At issue for both sides Tuesday was why the board’s vote on the contracts, or even the appointments made by members to the compensation committee, were not included in the board’s meeting minutes from 2004 to 2008. Stepping up under cross-examination, Teague made the minutes a focal point of several of his questions but did not get far into his questioning since Adams appeared ill on the stand.

Superior Court Judge Michael C. Dunston, who is presiding over the trial, called a brief recess, but Adams was eventually excused for the day after telling the judge that she "would not be able to continue" through the rest of the afternoon. Adams was asked to come back again Wednesday at 9 a.m. and was asked to contact the court in the event she was unable to resume testifying Wednesday.

Taking the stand later, however, former SRMC board member Francis Jackson offered an explanation for why the board’s vote on Miller’s 2005 contract was not included in any meeting minutes.

"When did the board take a vote on the 2005 contract?" Walters asked Jackson on the stand.
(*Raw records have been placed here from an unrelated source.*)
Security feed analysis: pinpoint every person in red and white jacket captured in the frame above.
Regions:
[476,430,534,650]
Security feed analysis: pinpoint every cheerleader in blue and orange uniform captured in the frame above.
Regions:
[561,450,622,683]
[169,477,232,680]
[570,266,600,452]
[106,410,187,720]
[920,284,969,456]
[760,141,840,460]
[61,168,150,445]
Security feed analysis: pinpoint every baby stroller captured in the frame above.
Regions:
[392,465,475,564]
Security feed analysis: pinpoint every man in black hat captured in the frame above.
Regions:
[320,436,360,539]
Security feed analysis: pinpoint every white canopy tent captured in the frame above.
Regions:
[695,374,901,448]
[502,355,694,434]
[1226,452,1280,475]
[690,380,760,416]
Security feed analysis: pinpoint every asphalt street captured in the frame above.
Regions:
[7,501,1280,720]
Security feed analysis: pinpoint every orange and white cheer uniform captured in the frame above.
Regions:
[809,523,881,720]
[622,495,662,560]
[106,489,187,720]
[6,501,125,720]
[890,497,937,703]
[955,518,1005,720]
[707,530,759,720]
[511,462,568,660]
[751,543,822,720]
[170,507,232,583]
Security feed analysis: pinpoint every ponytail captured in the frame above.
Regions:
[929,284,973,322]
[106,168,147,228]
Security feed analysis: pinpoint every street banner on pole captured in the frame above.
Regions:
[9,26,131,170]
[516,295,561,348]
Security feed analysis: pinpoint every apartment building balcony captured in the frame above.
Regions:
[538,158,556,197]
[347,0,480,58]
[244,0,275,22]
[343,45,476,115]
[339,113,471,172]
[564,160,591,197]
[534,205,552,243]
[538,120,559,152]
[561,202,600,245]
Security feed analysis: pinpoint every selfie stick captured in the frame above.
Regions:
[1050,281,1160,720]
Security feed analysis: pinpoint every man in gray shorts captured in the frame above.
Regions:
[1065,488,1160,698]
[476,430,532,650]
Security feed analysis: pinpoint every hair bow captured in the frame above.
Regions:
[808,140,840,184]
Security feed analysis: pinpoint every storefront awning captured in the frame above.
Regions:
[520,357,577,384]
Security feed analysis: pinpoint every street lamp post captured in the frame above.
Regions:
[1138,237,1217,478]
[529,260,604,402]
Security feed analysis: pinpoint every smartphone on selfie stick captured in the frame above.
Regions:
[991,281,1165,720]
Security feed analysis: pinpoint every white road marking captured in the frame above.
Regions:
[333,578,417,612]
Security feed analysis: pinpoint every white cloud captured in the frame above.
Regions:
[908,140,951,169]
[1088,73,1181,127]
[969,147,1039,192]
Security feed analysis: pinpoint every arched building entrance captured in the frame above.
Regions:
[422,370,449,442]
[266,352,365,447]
"We never did," Jackson responded, adding that there was never any consensus on Miller’s benefits. Jackson also said there was never any direct negotiation between Miller and the board, since Carty was appointed by Miller as a liaison between the two parties during negotiations. Miller would send Carty in with a list of items he was considering, the board would respond, and after months, the board had gone through two, three or four drafts of the contract, Jackson said.

In the end, however, Jackson said the board decided — along with awarding Miller a base salary of $265,000 — to set a cap on the total value of his compensation package. With benefits, the figure was approximately $350,000, and Miller had the discretion of determining how much he received for what benefits as long as it did not exceed the ceiling, Jackson explained.

Funding a Rabbi Trust was not included in the specific benefits, though the board did have discussions on giving Miller a pension plan above that offered by the government, he added.

"His retirement plan was going to be funded, at least in part, by Mr. Miller’s own money," Jackson said. "To that extent, we didn’t care how much of his own money he put in there as long as it didn’t exceed the ceiling."

Jackson said neither the compensation committee nor the board had agreed on the various life and disability insurance policies included in the contract, nor the signing bonus.

The trial continues Wednesday in Superior Court.